Not all of this notation is standard. Many true geometers use the labels A, B, C for vertices as well as for the angle measures. I prefer to use the greek letters α, β, and γ when showing equations involving angles. Some call the excenters JA, JB, JC, whereas I denote them IA, IB, and IC, because they are 'duals' of the incenter I.

The notation for barycentric and trilinear coordinates is not consistent among authors, although there is an increasing tendency to follow the conventions found on the Encyclopedia of Triangle Centers site, and the notation found in the geometry journal Forum Geometricorum.

Also, I'm not consistent. There are many lengths that are scalars, i.e., numbers, when they're used in formulae. I suppose all of the lengths should be italicized to indicate they're really numbers, but it's just too much work, so you're stuck with the ambiguity. Caveat emptor.
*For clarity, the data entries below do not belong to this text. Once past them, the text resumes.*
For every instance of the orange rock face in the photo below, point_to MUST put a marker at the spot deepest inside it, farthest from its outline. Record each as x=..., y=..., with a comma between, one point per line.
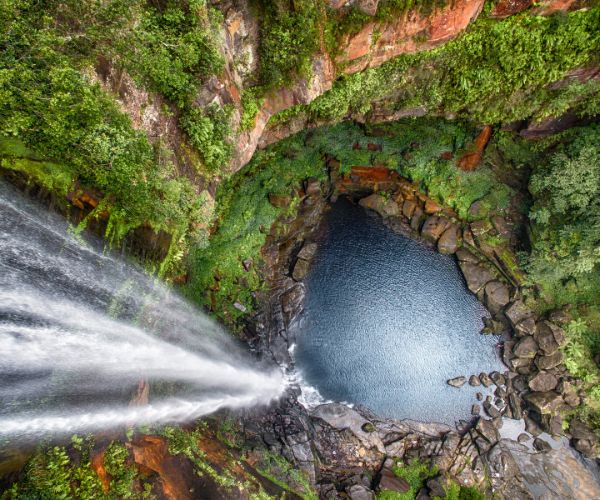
x=469, y=161
x=411, y=32
x=506, y=8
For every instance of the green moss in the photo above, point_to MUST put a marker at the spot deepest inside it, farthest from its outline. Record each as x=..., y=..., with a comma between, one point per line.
x=289, y=37
x=415, y=473
x=279, y=471
x=495, y=72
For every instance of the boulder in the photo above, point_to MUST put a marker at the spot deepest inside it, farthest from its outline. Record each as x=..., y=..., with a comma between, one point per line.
x=498, y=378
x=360, y=492
x=525, y=327
x=542, y=382
x=463, y=255
x=417, y=219
x=408, y=208
x=579, y=430
x=475, y=275
x=485, y=379
x=308, y=250
x=434, y=227
x=545, y=402
x=457, y=381
x=541, y=445
x=279, y=201
x=487, y=430
x=450, y=240
x=431, y=207
x=497, y=295
x=517, y=312
x=390, y=482
x=374, y=202
x=532, y=427
x=549, y=337
x=525, y=348
x=301, y=268
x=515, y=406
ASIDE Where geometric notation differs from the standard literature, I must apologize. My only excuse was that I was in a rush to learn, and simply had to guess at, and then use, this notation so that I could make some advances in knowledge. When you are entering a new body of knowledge, you are often frustrated because you want to know the common terms of reference, but you don't know them because you're new to the field; this inhibits your learning. At some point you just have to say, dammit, I'm going to take notes, and my notes may be totally wrong but I have to start somewhere. It is only later that you know enough to begin to systematically rewrite everything you know about a subject and put it in an orderly framework. Some of my physicist friends, who are even more in a hurry than I am to learn things, call this zoology and philately, because this is an old man's game - the need to impose artificial structure about what you know. They'd rather keep learning new things. Sometimes I have to pause and take a break from this, and then write down carefully everything I know about a field. Drives me nuts, but that's my only way of measuring progress.

Internet References

1. Clark Kimberling, Encyclopedia of Triangle Centers. This is the most often used reference within the small world of triangle geometry mathematics.
2. Paul Yiu, A Tour of Triangle Geometry. At this time he is perhaps the most highly regarded geometer alive. His writing is elegant and spare in a way that is thrilling to mathematicians. Dr. Yiu is the editor of Forum Geometricorum, the best geometry journal of today.
3. Alexander Bogomolny, "Metrical Relations in a Triangle,” From Cut The Knot - is an example of nonstandard notation! Still, his marvelous web-available Java applets at the Cut-The-Knot web site are widely referenced because of their clarity.